It had come up — fucking — and Sliver had jumped in without thinking. His father was a deacon at their church, his mother obese and foulmouthed. If I hadn't read about it in the slim pamphlet my mother slipped me years earlier — something she picked up at the doctor's office where she worked as a receptionist — I might've thought he had a point.
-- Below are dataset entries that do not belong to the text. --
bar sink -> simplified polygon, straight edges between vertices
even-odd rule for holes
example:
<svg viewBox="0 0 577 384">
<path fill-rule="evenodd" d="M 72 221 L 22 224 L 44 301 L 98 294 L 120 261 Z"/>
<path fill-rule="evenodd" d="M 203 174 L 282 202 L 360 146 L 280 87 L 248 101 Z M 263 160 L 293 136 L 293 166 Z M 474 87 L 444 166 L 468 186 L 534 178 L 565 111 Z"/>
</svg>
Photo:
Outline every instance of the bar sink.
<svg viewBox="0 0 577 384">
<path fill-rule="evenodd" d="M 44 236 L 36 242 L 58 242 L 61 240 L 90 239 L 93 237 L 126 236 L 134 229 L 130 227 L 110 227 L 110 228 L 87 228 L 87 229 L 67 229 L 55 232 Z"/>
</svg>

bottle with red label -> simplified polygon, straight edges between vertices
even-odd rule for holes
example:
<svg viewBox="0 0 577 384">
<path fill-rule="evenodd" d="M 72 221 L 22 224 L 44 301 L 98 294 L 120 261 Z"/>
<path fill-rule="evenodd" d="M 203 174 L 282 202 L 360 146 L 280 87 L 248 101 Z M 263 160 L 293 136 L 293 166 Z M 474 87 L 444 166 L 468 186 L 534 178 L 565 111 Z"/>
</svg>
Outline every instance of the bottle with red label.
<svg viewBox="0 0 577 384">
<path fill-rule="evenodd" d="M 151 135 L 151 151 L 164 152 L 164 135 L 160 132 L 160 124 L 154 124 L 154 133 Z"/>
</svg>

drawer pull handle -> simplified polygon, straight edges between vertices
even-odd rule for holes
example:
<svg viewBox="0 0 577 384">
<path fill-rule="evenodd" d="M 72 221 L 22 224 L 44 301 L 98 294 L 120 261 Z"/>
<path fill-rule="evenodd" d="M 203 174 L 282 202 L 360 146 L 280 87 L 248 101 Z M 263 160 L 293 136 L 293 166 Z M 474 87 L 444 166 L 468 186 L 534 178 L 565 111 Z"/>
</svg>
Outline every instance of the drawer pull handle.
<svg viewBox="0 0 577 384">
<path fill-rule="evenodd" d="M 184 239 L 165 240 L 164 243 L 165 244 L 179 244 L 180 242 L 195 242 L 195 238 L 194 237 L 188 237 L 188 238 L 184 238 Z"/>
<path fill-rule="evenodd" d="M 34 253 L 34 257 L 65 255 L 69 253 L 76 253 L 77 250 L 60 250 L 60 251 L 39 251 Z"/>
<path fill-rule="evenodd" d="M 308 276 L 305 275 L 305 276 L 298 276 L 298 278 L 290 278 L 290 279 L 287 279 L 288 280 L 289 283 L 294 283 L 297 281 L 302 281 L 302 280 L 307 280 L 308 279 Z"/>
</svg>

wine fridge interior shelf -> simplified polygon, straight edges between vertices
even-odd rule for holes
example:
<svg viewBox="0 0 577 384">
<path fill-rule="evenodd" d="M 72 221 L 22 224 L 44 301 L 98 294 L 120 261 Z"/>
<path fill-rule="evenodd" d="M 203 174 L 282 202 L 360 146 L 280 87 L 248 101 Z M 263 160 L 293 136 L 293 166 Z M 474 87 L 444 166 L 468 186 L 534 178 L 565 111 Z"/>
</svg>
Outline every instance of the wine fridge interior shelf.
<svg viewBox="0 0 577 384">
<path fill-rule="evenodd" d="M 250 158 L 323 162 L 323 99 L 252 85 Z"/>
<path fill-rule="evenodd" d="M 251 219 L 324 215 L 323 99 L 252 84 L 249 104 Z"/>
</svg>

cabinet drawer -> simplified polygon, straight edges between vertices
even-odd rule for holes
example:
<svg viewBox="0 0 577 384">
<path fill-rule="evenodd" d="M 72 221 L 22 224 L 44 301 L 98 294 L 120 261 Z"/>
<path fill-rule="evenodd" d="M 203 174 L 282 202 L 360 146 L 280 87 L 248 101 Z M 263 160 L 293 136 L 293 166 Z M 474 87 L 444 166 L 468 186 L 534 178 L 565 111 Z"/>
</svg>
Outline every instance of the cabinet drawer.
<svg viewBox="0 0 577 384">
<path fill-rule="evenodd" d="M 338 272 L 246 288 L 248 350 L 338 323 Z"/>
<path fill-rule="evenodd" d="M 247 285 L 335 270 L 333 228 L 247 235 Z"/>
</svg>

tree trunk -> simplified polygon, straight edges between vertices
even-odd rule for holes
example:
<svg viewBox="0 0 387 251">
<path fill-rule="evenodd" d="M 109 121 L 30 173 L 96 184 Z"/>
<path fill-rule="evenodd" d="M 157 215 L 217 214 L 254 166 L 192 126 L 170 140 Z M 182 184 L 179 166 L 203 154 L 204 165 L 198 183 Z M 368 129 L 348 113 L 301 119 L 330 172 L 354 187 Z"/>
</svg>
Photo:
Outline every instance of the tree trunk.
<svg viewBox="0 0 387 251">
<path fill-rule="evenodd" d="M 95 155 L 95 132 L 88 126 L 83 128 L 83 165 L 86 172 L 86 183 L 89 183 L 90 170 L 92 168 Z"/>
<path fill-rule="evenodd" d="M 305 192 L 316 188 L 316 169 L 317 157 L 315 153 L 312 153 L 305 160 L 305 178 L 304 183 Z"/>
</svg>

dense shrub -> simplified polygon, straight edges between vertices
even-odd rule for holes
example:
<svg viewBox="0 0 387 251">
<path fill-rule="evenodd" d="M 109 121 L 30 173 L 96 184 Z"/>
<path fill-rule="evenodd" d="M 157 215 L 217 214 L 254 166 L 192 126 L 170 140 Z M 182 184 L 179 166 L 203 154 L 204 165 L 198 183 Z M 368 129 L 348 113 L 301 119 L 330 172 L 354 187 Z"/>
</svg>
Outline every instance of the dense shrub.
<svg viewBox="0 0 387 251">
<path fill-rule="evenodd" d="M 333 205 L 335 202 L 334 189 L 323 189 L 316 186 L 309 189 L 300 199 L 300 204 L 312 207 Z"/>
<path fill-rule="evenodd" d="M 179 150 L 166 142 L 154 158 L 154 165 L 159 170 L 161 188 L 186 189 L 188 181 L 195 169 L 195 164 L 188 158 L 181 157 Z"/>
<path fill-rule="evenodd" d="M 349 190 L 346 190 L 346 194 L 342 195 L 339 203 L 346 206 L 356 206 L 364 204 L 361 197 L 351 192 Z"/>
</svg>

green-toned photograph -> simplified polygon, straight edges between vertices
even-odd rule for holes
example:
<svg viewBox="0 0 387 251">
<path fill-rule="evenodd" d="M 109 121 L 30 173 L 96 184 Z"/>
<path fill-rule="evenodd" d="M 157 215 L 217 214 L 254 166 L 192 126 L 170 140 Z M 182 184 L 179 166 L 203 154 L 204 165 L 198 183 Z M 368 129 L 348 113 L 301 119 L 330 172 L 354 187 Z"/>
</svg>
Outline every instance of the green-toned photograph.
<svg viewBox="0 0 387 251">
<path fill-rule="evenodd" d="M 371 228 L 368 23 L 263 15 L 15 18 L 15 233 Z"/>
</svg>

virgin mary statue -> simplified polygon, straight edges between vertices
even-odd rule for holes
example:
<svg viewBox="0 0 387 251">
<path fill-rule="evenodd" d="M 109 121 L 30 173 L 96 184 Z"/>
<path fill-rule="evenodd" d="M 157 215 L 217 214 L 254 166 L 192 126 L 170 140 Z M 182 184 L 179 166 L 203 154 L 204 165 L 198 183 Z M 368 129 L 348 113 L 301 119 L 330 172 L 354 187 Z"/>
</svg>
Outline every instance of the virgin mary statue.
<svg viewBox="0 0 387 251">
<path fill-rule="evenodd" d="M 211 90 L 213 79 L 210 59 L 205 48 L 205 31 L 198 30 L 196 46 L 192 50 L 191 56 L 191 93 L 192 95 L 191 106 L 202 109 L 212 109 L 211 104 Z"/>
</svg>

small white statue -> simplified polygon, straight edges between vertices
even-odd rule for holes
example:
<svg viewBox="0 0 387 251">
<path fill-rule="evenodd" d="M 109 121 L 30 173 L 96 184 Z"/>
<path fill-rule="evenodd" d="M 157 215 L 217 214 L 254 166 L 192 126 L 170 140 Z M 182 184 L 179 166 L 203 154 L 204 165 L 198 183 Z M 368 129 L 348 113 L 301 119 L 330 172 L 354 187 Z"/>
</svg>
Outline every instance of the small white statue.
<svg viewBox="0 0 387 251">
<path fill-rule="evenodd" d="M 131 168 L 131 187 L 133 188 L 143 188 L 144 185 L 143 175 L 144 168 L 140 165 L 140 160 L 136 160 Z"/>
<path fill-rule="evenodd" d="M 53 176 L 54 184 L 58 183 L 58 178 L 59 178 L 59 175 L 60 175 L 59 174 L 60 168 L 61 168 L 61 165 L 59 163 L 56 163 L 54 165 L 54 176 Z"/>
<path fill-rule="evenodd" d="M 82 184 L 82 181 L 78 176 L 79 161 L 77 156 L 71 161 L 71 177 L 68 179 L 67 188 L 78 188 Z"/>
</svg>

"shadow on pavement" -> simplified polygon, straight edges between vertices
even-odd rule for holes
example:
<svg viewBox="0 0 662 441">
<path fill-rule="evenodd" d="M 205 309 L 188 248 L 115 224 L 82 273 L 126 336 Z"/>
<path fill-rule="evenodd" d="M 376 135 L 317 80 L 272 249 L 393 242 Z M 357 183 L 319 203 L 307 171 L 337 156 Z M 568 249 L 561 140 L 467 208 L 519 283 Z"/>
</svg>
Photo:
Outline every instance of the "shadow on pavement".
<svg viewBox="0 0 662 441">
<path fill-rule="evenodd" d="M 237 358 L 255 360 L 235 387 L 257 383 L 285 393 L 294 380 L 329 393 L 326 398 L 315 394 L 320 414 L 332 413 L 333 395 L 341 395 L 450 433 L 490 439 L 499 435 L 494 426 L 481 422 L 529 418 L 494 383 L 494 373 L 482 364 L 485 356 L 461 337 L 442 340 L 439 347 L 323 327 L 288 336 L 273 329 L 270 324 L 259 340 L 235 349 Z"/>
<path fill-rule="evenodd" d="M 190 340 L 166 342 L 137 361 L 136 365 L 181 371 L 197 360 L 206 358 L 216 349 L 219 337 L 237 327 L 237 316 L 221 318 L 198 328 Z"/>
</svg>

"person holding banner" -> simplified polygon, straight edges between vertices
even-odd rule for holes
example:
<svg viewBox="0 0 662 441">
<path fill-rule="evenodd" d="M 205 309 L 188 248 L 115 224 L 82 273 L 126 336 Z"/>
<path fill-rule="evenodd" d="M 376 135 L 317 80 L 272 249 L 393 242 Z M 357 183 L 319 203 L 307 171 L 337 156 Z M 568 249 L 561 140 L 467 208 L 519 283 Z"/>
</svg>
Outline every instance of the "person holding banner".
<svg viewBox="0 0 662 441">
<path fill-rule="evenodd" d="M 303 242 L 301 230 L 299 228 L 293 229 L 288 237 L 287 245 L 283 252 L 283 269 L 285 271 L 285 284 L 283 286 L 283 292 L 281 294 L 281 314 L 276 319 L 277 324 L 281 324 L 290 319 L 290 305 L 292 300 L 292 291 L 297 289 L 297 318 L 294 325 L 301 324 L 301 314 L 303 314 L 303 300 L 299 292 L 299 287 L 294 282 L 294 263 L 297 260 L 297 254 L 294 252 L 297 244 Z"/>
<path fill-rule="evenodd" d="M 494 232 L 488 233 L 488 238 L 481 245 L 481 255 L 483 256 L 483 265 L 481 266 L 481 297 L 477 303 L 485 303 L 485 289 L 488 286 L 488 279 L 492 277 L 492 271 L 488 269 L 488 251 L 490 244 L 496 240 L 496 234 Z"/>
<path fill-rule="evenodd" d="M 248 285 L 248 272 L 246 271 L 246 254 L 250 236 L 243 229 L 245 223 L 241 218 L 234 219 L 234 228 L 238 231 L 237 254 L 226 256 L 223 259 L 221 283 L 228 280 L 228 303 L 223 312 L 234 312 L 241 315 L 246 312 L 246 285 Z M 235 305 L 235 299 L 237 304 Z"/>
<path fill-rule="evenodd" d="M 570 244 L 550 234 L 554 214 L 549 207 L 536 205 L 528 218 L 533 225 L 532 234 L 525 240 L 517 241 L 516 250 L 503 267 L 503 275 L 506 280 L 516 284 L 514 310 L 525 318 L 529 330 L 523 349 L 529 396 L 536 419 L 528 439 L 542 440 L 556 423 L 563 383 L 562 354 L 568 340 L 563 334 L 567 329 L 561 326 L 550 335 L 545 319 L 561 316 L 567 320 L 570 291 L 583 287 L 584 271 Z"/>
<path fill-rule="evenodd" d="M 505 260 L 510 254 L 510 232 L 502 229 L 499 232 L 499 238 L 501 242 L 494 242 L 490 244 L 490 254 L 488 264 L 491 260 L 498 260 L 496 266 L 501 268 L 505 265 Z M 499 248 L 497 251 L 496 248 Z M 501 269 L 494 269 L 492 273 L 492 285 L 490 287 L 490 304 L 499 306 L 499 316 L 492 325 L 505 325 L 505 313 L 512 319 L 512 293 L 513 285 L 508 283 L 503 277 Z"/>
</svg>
Sliver — short, scrawny, baby-faced, slow, shy — an easy target for our snowballs, slingshots, peashooters — the relentless cruelty we relied on, thinking it made us cool. Didn't every cluster of friends in every neighborhood have one, the butt of, the Sliver of all jokes?

* * *

So much I don't recall, but I remember Queen Anne's lace and milkweed, the stagnant, humid smell in that field in summer heat before we had paper routes or jobs, when we had all the time in the world to sharpen our sticks, to try out swear words in our mouths like a new spicy communion host, like some adult religion we weren't supposed to know about or participate in. Like prayers our parents had memorized for secret adult services we weren't invited to, a language we were supposed to ignore.

I can tell you who was there, I can sing the innocent names of our freckled, gap-toothed faces — or maybe we already had our adult teeth? At least some of them. No one was named Opie. Our fathers steered clear of sheriffs and their deputies.

* * *

We might've looked like some cute-movie kids or a B group of Little Rascals, but we were too big for our britches. We wanted to burn our britches but were still figuring out what that meant, what we might wear in our next lives as teenagers — all of us except Angelo, an older boy of some undetermined age who was not quite right. Was not right at all, so not right that we could tease him without hurting his feelings, which was no fun, so we quickly turned to Sliver instead. We protected Angelo, included him for many years in all of our summer games. He went to a special school on a special bus.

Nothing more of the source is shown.